The building was built in 1913, the tallest rail station at the time, designed by the same architects who created New York’s Grand Central Terminal. In its heyday, thousands of trains would leave the station each day, and thousands of people worked in the tower. With the rise of the automobile after World War II, however, the station got less and less use. It fell into disrepair and rail services ended in 1988. The building is currently owned by the wealthy Moroun family, who apparently have been making improvements to the building such as adding a few windows, electricity and soon an elevator, but you wouldn’t know it to look at it that there are any plans beyond acting as a modern day ruin.

At some point in my trip I learned about the term “ruin porn,” the practice of taking photos of abandoned buildings and other decay, an apparently popular activity for tourists visiting Detroit as well as some of the hipsters who live there. Ruin porn can be as simple as taking a picture of the side of a building, but also includes adventurers breaking into these abandoned locations and photographing the insides.

I was warned by several locals not to partake in ruin porn. It’s demeaning to the city, they said, and besides — why not take pictures of the good things happening in Detroit? As a journalist, this was a familiar sentiment. Any time I write a negative story, people ask me why the media never focuses on the good stories that are happening. I do understand this point of view, but here Diego Rivera can act as a guide. The Detroit murals show both the good and the bad of modern society, and in my experience of the city itself, I took note of both the wonderful people and food and art and diversity, and also clear signs of abandonment, decay and, quite frankly, years of structural racism that has isolated affluent suburbs from the heart of the city, and more recently, small pockets of gentrification in the city itself that don’t connect with more impoverished neighborhoods. This structural racism overlaps with the city’s and our whole country’s overreliance on cars, and the deep troubles car companies have experienced over the past few decades and in particular since the start of the recession. Michigan Central Station hovers over Detroit as a metaphor for the decline of the motor industry.

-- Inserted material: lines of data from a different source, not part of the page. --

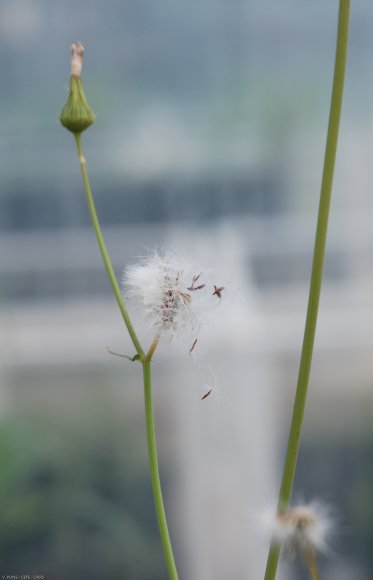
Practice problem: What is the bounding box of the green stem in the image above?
[143,360,179,580]
[306,547,321,580]
[264,1,350,578]
[74,133,177,577]
[74,133,144,358]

Like Minneapolis and cities all over the country, Detroit abandoned trains (and their siblings – streetcars) in favor of freeways and cars. Now, cities are starting to realize the folly of this and are spending millions of dollars to bring that infrastructure back. It’s none too soon. If you don’t have a car, Detroit is very difficult to get around. There’s no public transportation between the airport and the city, for example. There’s one train — called The People Mover — which just goes in a circle over a very small radius. It takes less than 20 minutes to ride the whole line, and it seems like more of an amusement park than a way to get anywhere. When it was originally built, it was intended to act as the center of a wheel, with more trains that would be built to span out into Detroit’s neighborhoods and suburbs. That never panned out because, basically, the white people in the affluent neighborhoods didn’t want the black people having a way to encroach on their turf.

Thank God Minneapolis isn’t that bad, but we’re not exactly a model public transportation city yet either. We’ve already got a couple of highly useful light rail lines, and hopefully the Central Corridor will do wonders to connect Minneapolis and St. Paul. I worry, though, about the Southwest Corridor. Will narrow mindedness and NIMBYism prevent us from ever completing that essential connection between Minneapolis and our Southwest suburbs?

Again Rivera provides us with a roadmap. Faster, better transportation has been an element of society, especially in the last two centuries, that have allowed us to “progress,” but the various means of transportation each have their own downsides, such as pollution, dwindling of resources and disparities between those who can and can’t afford it. As communities and governments look toward what will serve the greatest number of people, there will always be negatives. If we can always keep sight of the greater good, perhaps all is not lost.